Car: Pontiac GTO “Judge” Hardtop Coupe
Year: 1970
What makes it special: The first generation of the GTO was a muscle car produced in the 1960’s and the 1970’s. Although there were muscle cars introduced earlier than the GTO, the Pontiac GTO is considered by some to have started the trend with all four domestic automakers offering a variety of competing models. The GTO became a separate model from 1966 to 1971 (VIN 242…). It became an optional package again for the 1972 and 1973 intermediate Le Mans.
What made it famous: For the 1970 model year, hidden headlights were deleted in favor of four exposed round headlamps outboard of narrower grille openings. The nose retained the protruding vertical prow theme, although it was less prominent. The GTO retained the Endura urethane cover around the headlamps and grille. As originally conceived, the Judge was to be a low-cost GTO, stripped of features to make it competitive with the Plymouth Road Runner. The package was more expensive than a standard GTO, and included Rally II wheels without trim rings, Hurst shifter with a unique T-shaped handle, wider tires, various decals, and a rear spoiler. Pontiac claimed that the spoiler had some functional effect at higher speeds, producing a small but measurable downforce, but it was of little value at legal speeds. The Judge remained available as an option on the 1970 GTO. The Judge came standard with the Ram Air III, while the Ram Air IV was optional. Though the 455 CID was available as an option on the standard GTO throughout the entire model year, the 455 was not offered on the Judge until late in the year. Orbit Orange, which was actually a bright canary yellow became the new feature color for the 1970 Judge, but any GTO color was available. Striping was relocated to the upper wheel well brows.
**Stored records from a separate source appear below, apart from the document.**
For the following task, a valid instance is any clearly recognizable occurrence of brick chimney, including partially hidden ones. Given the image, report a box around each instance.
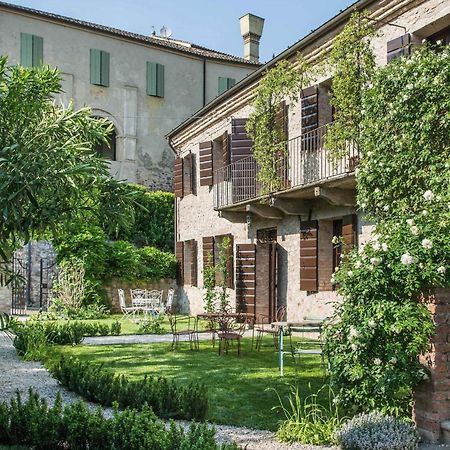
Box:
[239,13,264,62]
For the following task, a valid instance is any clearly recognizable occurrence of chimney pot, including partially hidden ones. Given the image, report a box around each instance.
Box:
[239,13,264,62]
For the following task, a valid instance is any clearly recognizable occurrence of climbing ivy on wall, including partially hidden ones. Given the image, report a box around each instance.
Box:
[246,54,312,195]
[325,11,375,160]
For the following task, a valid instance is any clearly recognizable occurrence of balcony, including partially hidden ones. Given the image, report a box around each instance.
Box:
[213,125,359,211]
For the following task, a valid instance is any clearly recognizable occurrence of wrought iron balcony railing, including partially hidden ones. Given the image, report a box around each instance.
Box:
[213,125,359,209]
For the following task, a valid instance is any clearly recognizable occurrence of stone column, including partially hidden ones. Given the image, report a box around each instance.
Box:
[413,289,450,443]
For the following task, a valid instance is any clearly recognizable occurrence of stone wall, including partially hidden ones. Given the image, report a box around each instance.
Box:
[104,279,178,313]
[414,289,450,442]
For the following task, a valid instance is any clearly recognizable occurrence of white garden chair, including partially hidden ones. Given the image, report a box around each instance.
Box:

Why I would want one: It’s a special variant of the GTO, and is just cool.
Fun fact: The name came from a comedy routine, “Here Come de Judge”, used repeatedly on the Rowan & Martin’s Laugh-In TV show. The Judge routine, made popular by comedian Flip Wilson, was borrowed from the act of long-time burlesque entertainer Dewey “Pigmeat” Markham. Advertisements used slogans like “All rise for the Judge” and “The Judge can be bought”.